Siang itu, angkot membelah jalanan yang padat hingga macet di beberapa lokasi. Teriknya matahari membuat peluh bercucuran dari kening hingga mata terasa perih kemasukan keringat.
Wawan hanya tertawa menyaksikan hal itu. Dia sudah terbiasa dengan kemacetan dan panas karena delapan kali pergi pulang dengan penumpang setiap hari.
Kemacetan selalu terjadi saat jam berangkat dan pulang kerja. Selanjutnya saat orangtua menjemput anak sekolah lantaran terbatasnya parkir mobil di sekolah maupun sekitarnya. Jika sudah macet, Wawan dan sopir angkot lainnya akan menerobos lajur yang kosong. Kuping dan muka mereka sudah tebal dari umpatan pengendara lain.
Penumpang hanya diam saja setiap kali angkot menerobos lajur yang kosong. Mereka juga tak mengeluhkan panasnya angkot, kursi yang keras seperti kayu, dan ketidaknyamanan lain di angkot. ”Sudah biasa begini. Yang penting sampai tujuan,” kata Yahya (38), salah satu penumpang.
Yahya hampir setiap hari naik angkot 106. Dia merogoh kocek Rp 16.000 untuk pergi pulang. Jumlahnya lebih murah ketimbang naik ojek daring yang mencapai Rp 50.000.
Tarif angkot 106 bervariasi. Anak sekolah biasanya membayar Rp 2.000 atau Rp 5.000, sedangkan penumpang dewasa Rp 8.000 atau Rp 10.000 untuk sekali jalan.
Nyaman
Sejauh ini angkutan umum yang nyaman masih sebatas angan bagi Yahya dan penumpang lainnya. Mereka ingin paling tidak angkot di wilayah tetangga Jakarta bisa seperti angkot Jaklingko yang melayani beberapa rute dari Lebak Bulus.
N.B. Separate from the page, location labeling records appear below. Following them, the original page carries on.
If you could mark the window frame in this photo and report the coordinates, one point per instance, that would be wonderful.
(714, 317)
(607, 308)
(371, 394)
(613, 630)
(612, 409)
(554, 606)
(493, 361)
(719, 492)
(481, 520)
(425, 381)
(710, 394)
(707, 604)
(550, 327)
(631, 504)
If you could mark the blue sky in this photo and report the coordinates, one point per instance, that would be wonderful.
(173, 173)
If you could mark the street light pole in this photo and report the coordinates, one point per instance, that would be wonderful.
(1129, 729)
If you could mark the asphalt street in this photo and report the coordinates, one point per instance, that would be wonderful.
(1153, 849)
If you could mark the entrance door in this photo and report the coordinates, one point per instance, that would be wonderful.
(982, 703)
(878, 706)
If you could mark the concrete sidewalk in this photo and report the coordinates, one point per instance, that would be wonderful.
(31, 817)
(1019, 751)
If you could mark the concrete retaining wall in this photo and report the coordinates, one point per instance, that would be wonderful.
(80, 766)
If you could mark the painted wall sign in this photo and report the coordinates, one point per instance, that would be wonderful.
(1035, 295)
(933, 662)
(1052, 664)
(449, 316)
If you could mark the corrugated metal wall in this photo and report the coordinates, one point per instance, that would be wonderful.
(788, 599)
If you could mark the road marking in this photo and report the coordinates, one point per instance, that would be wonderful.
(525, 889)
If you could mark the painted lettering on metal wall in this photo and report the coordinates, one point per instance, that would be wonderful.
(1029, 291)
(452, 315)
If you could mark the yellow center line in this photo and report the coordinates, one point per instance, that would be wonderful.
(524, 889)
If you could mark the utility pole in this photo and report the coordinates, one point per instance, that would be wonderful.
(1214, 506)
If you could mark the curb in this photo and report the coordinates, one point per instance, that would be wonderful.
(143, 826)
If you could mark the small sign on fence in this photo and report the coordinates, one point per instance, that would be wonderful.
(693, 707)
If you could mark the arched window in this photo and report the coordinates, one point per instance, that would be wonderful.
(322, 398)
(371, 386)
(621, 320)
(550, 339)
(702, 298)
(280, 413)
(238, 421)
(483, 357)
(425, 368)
Yahya, misalnya, mendambakan angkot yang bersih dan kursinya empuk. Dia tak ingin muluk-muluk, seperti angkot tepat waktu di saat kondisi kemacetan di trayek Parung ke Lebak Bulus yang sulit terurai, atau penerapan pembayaran dengan kartu uang elektronik karena banyak penumpang belum punya kartu uang elektronik.
Baca juga: Siasat Hemat Kelas Menengah, Rela Macet dan Berdesakan di Transportasi Publik
Davina (28), penumpang lain, juga mendambakan angkutan umum yang nyaman. Mulai dari peremajaan angkot sehingga tak cemas ketika melaju di jalanan hingga penumpang tak berdesak-desakan. ”Mau mengomel, tapi hanya ada ini (angkot). Mudah-mudahan angkot bisa terintegrasi dan jadi bagus kayak Jakarta,” ucap Davina.
Silang pendapat
Berbeda dengan warga yang mendamba angkutan umum nyaman, sejumlah sopir khawatir pendapatannya berkurang jika Transjakarta mengoperasikan rute Pondok Cabe ke Lebak Bulus.
Agus (33), sopir lainnya, mengandalkan penumpang yang turun dari MRT Jakarta dan Transjakarta. Sementara ojek daring merupakan saingan bagi penumpang yang buru-buru atau ingin cepat melewati kemacetan.
Rata-rata dalam sehari pendapatan kotornya Rp 300.000. Uang itu lantas dikurangi Rp 100.000 untuk setoran, retribusi Rp 3.000, dan BBM Rp 100.000 sampai Rp 150.000. ”Makanya lama ngetem. Tunggu penumpang MRT Jakarta dan Transjakarta turun,” ucap Agus.
Agus khawatir pendapatannya tergerus Transjakarta jika rencana pengoperasian rute S41 Pondok Cabe ke Lebak Bulus. Kekhawatiran ini sama seperti kejadian tahun 2019. Sopir angkot juga ogah-ogahan masuk ke Terminal Pondok Cabe. ”Tidak strategis. Jauh dari jalan. Mana ada penumpang (sedikit),” kata Agus.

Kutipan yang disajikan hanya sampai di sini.